Permeability determinations
After the incubation period, the medium in the posterior compartment of each holder was removed and placed into a sampling tube labelled according to holder number. 360 μl of the medium from each sampling tube was transferred to a 96-well plate. The optical density at 490 nm (OD490) of each sampling tube was measured in triplicate using a microplate reader. Any OD490 that was 1.500 or higher was diluted to bring the OD490 into the acceptable range (linearity up to OD490 of 1.500 was verified before the start of the experiment).

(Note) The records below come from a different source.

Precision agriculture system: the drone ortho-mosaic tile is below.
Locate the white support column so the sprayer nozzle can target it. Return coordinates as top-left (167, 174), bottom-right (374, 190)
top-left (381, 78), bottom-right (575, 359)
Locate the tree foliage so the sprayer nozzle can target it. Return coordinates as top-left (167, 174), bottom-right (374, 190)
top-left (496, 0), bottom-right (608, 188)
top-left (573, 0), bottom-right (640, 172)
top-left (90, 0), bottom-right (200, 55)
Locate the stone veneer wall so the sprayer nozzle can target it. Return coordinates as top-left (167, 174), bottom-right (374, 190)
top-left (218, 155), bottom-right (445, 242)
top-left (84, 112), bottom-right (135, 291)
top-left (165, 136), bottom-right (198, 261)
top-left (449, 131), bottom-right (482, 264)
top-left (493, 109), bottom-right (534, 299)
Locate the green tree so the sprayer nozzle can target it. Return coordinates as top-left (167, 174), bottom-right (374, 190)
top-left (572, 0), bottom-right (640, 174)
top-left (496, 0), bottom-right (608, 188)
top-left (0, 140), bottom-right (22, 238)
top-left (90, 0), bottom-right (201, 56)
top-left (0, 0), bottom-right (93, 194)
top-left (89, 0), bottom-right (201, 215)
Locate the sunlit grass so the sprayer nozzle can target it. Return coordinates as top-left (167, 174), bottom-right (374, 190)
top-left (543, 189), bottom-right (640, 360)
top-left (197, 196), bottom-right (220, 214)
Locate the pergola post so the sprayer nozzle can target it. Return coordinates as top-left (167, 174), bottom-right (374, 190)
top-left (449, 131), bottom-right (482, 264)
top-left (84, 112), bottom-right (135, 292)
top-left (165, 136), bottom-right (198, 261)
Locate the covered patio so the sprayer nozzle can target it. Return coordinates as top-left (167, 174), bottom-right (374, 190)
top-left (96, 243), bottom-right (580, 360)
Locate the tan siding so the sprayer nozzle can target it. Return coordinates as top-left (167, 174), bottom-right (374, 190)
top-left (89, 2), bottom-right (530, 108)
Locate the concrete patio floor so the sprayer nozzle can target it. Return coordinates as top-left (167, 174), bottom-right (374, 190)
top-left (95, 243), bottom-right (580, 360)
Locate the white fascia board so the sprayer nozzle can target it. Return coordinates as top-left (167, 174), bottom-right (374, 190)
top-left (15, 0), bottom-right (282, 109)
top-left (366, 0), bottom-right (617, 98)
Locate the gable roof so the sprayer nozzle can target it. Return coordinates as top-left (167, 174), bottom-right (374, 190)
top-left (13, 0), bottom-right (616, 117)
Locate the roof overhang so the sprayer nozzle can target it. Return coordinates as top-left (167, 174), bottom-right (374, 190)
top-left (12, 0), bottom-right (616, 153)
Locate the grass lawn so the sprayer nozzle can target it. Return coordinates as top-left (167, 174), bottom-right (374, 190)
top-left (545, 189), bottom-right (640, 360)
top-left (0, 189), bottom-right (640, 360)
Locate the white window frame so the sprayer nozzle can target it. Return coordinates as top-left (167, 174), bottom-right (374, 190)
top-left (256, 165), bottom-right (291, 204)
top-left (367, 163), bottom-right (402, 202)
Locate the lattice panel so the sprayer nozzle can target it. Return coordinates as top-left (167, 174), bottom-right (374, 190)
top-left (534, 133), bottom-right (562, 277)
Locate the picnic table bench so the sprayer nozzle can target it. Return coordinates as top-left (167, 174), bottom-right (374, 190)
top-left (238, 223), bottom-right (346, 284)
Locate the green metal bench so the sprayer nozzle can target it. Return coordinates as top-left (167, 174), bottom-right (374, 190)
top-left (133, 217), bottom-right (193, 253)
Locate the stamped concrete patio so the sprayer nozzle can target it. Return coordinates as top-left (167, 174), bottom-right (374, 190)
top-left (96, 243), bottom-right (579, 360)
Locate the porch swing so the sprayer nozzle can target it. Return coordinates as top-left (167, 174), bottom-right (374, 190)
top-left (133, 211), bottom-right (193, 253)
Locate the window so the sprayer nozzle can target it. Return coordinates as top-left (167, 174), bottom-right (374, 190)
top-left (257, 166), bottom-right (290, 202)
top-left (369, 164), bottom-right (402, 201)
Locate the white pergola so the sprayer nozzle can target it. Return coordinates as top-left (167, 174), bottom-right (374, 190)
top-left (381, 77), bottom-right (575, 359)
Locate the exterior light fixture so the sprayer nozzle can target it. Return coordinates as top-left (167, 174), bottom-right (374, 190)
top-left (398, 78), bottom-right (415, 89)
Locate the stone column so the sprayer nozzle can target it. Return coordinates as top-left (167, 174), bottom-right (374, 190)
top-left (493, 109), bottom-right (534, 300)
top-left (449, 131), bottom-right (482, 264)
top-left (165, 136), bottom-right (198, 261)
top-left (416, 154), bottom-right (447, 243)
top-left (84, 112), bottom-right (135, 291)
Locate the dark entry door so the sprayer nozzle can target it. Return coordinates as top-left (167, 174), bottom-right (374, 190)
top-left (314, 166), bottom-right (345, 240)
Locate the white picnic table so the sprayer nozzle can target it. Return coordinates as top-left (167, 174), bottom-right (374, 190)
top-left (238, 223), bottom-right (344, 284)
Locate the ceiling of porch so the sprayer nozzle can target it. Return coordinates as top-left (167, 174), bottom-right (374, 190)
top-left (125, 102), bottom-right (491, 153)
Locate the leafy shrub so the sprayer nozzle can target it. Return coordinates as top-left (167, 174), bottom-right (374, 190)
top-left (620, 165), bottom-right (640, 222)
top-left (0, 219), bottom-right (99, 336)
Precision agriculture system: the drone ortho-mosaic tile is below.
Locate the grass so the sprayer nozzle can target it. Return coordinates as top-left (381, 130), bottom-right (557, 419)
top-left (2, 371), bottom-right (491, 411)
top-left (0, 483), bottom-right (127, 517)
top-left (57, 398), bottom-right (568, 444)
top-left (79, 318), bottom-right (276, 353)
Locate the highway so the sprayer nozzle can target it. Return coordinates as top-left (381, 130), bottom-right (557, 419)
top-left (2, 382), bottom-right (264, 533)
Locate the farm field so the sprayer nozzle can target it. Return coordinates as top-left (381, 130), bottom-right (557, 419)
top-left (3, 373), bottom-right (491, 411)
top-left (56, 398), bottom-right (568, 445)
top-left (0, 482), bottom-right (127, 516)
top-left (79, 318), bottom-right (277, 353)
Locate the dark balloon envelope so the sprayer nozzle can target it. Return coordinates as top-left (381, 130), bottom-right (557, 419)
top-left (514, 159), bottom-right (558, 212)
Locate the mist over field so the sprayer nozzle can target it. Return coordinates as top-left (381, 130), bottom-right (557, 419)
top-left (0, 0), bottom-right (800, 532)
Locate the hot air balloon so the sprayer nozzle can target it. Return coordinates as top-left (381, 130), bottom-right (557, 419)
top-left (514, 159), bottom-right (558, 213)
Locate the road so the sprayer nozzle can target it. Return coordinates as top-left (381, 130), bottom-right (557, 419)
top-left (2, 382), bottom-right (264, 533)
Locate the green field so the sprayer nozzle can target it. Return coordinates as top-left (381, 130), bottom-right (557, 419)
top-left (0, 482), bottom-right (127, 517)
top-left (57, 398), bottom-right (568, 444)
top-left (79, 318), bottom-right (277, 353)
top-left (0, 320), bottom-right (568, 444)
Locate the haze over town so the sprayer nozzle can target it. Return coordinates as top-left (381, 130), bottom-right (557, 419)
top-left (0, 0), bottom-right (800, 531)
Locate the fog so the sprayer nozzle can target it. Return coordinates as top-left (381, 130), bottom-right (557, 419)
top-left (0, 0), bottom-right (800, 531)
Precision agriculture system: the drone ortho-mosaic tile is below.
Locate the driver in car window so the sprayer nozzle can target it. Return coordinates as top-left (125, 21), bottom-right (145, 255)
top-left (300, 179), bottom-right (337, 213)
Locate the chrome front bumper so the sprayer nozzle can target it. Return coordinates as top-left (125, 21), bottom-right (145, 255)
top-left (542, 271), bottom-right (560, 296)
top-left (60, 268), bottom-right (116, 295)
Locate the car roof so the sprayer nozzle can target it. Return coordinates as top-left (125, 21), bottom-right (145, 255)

OD490 values of less than 1.500 were used in the permeability calculation.
The mean OD490 for each treatment was calculated using cMEM corrected OD490 values. If a dilution has been performed, the OD490 of each reading of the positive control and the test item was corrected for the mean negative control OD490 before the dilution factor was applied to the reading.

Results and discussion

In vitro

Results
Irritation parameter:
in vitro irritation score
Value:
-0.3
Negative controls validity:
valid
Positive controls validity:
valid
Remarks on result:
no indication of irritation
Other effects / acceptance of results:
The individual in vitro irritancy scores for the negative controls ranged from -0.1 to 0.9. The individual positive control in vitro irritancy scores ranged from 101 to 154. The corneas treated with the positive control were turbid after the 240 minutes of treatment.
The corneas treated with the test substance showed opacity values ranging from -0.8 to 0.0 and permeability values ranging from 0.000 to 0.013. The corneas were clear after the 240 minutes of treatment with the test substance. No pH effect of the test item was observed on the rinsing medium. Hence, the in vitro irritancy scores ranged from -0.8 to 0.2 after 240 minutes of treatment with the test substance.

Applicant's summary and conclusion

Interpretation of results:
GHS criteria not met
Conclusions:
Since the test substance induced an IVIS≤3, no classification is required for eye irritation or serious eye damage.